La tesi degli accusatori dei giudici di Milano è: quando la Guerra Fredda si esaurì e fu possibile modificare gli equilibri politici anche in Italia, gli Usa non solo consentirono ma addirittura coprirono l'azione moralizzatrice della magistratura contro la classe italiana di governo. Accusa sempre respinta non solo da Francesco Saverio Borrelli e dal suo sostituto D'Ambrosio ma soprattutto da Antonio Di Pietro, il più «coinvolto» nei sospetti, forse anche per il suo passato di poliziotto.
Bene, le interviste di Molinari confermano millimetricamente quelle accuse, con testimonianze tanto più significative perché vengono proprio dalla parte dei protagonisti della diplomazia yankee dell'epoca, che tuttavia danno conto anche di una certa articolazione dialettica all'interno del Dipartimento di Stato. Ricorda Bartholomew: «Al consolato di Milano, al tempo del mio predecessore Peter Secchia, c'era qualcosa che non quadrava nei rapporti diretti con i giudici di Mani Pulite» che, inquisendo i politici, «andavano ben oltre i loro poteri, violando i diritti della difesa». Lo scomparso ambasciatore sostiene di aver fatto cessare quei rapporti.
Che invece continuarono, stando a quando narra Peter Semler, console a Milano, nella sua intervista. Semler si diffonde sui suoi ripetuti, cordiali e confidenziali rapporti con Di Pietro. Tanto confidenziali che l'allora pm avrebbe anticipato al diplomatico l'arresto di Mario Chiesa, prefigurando che presto le manette sarebbero scattate ai polsi di ben altri papaveri democristiani e socialisti. Se fosse vero, si tratterebbe di una palese violazione del segreto d'ufficio, per di più a vantaggio di un rappresentante di Paese straniero. Naturalmente Di Pietro smentisce la circostanza, ma non i cordiali e ripetuti rapporti con Semler e il consolato.
L'importanza di queste interviste (altre ne seguiranno, e abbiamo l'impressione che Molinari si tenga le carte migliori per ultime) sta proprio nella conferma da parte Usa di quel che finora è apparso un rancoroso sospetto dietrologico.

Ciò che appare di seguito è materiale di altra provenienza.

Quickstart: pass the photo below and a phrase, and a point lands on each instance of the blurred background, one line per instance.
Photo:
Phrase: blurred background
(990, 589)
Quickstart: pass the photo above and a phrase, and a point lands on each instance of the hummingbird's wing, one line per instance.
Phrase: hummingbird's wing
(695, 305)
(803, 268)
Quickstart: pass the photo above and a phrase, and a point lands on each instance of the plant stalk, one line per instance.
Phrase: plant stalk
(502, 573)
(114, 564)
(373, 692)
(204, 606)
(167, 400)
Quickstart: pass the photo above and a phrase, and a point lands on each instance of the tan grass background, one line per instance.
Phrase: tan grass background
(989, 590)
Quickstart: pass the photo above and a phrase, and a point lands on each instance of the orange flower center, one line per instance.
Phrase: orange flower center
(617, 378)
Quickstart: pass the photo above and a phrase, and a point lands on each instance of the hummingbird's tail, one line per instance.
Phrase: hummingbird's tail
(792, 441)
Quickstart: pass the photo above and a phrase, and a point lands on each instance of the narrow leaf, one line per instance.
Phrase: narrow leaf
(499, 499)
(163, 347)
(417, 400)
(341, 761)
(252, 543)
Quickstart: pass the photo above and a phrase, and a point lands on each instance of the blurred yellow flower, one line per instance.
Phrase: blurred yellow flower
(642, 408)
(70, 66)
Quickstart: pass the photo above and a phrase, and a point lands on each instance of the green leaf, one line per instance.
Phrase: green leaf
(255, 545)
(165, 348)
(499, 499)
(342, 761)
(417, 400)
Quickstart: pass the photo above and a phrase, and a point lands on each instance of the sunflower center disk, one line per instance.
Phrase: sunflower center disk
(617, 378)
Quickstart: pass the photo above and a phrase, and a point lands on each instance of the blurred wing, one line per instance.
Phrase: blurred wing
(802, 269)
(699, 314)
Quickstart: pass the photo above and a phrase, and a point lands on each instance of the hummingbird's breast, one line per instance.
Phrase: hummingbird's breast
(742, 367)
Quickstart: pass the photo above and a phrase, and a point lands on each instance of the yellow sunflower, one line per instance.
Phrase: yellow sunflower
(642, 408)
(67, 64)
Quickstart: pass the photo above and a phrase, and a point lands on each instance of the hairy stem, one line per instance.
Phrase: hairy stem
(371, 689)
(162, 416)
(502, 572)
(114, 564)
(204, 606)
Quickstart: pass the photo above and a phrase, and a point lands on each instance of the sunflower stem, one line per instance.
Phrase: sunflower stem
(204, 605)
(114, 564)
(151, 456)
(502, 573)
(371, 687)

Aspettiamo qualche Wikileaks o qualche altra testimonianza per riuscire a penetrare meglio questi misteri della nostra storia recente. Certo è difficile pensare che gli Usa non abbiano seguito con attenzione il disfacimento di una classe politica che aveva garantito loro un'alleanza indefettibile per oltre mezzo secolo in un paese strategico dell'Alleanza atlantica.
Il punto più problematico però è il seguente: se gli Usa autorizzarono, per dir così, la decapitazione di Craxi e Andreotti ormai caduti in disgrazia e dell'intera Prima Repubblica, perché accettarono che l'azione di Mani Pulite si concentrasse sui partiti di governo limitandosi a sfiorare i nemici di sempre, gli ex comunisti, e il loro sistema di potere basato non solo sui rubli di Mosca ma anche su un gigantesco apparato politico-economico?